Saha, Atlantic Council tarafından Mayıs ayında yayınlanan “İklim değişikliği Ortadoğu’daki çatışmayı nasıl şiddetlendirebilir” başlıklı yazısında, durumun vahametini şu satırlarıyla ortaya koyuyor:
“Ortadoğu genelinde yaz sıcaklıklarının küresel ortalamanın iki katından fazla artması bekleniyor. Uzun süreli sıcak hava dalgaları, çölleşme ve kuraklık Ortadoğu ve Kuzey Afrika’nın bir kısmını yaşanmaz hale getirecek. İnsanların yaşamaya devam edeceği yerlerde ise iklim değişikliği azalan kaynaklar üzerinde şiddetli bir rekabeti körükleyebilir.”
Ortadoğu genelinde yaz sıcaklıklarının küresel ortalamanın iki katından fazla artması bekleniyor. Uzun süreli sıcak hava dalgaları, çölleşme ve kuraklık Ortadoğu ve Kuzey Afrika’nın bir kısmını yaşanmaz hale getirecek. İnsanların yaşamaya devam edeceği yerlerde ise iklim değişikliği azalan kaynaklar üzerinde şiddetli bir rekabeti körükleyebilir.

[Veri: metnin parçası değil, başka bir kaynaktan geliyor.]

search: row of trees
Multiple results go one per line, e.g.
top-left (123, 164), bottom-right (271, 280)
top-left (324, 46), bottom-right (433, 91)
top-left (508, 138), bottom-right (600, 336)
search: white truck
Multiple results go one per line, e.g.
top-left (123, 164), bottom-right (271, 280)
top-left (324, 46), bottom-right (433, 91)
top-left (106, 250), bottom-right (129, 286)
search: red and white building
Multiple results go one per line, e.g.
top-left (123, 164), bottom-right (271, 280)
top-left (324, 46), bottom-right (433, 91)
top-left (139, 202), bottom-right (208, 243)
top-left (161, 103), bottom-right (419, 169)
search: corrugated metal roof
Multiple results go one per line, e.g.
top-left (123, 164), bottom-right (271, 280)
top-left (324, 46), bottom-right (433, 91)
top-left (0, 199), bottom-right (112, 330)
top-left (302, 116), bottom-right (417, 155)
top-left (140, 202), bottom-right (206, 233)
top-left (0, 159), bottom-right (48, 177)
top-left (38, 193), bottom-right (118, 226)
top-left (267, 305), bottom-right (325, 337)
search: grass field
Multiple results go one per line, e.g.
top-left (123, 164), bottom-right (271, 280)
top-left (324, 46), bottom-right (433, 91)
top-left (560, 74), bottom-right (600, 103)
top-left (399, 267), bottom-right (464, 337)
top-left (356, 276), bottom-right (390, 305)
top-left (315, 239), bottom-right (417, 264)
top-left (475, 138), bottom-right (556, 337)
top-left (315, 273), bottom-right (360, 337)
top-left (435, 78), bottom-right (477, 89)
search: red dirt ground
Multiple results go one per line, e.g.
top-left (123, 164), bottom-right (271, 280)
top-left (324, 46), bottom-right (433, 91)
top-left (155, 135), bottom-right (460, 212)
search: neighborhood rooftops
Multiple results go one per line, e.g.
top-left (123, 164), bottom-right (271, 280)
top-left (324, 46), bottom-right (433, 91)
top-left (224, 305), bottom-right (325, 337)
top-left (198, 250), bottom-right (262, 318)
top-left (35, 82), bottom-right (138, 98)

Kuraklık ve Suriye iç savaşına etkisi
Bölgedeki yönetimlerin ve onların uluslararası ortaklarının, istikrarsızlık ve çatışmaları azaltmak için iklim değişikliğini genel stratejilerine dâhil etme noktasında çok az şey yaptığını da belirten yazar, “Küresel ısınmanın kargaşayı artıracağı, devlet kapasitesini zayıflatacağı ve kaynak çatışmalarını tetikleyeceği bir Ortadoğu’ya kendilerini hazırlamaları lazım” diyerek yöneticileri uyarıyor.
Sagatom Saha, -yerinde bir örnekle- Suriye üzerinden küresel ısınmanın bölgeye zarar verme potansiyelini anlatıyor:
“İklim değişikliği Suriye’de iç savaştan çok önce kuraklığa yol açtı. Bu kuraklık, kırsaldaki çiftçileri Şam ve Halep gibi şehir merkezlerine yönlendirerek halk tabakalarını geniş çaplı siyasi kargaşaya hazırladı. 2002’den 2010’a şehirlerde yaşayan nüfus yarı yarıya arttı.”
Yazar, tabii ki Suriye’deki iç savaşı salt iklim değişikliğine bağlamıyor. Ama iklimin tetiklediği iktisadi çaresizlik ve göçlerin, -diğer çatışma unsurlarını pekiştirerek- sonuçta mevcut eşitsizlikleri artırdığına ve rejimin kırsal kesimle ve köyden kente göçmüş kitlelerle bağlarını bozduğuna dikkat çekiyor.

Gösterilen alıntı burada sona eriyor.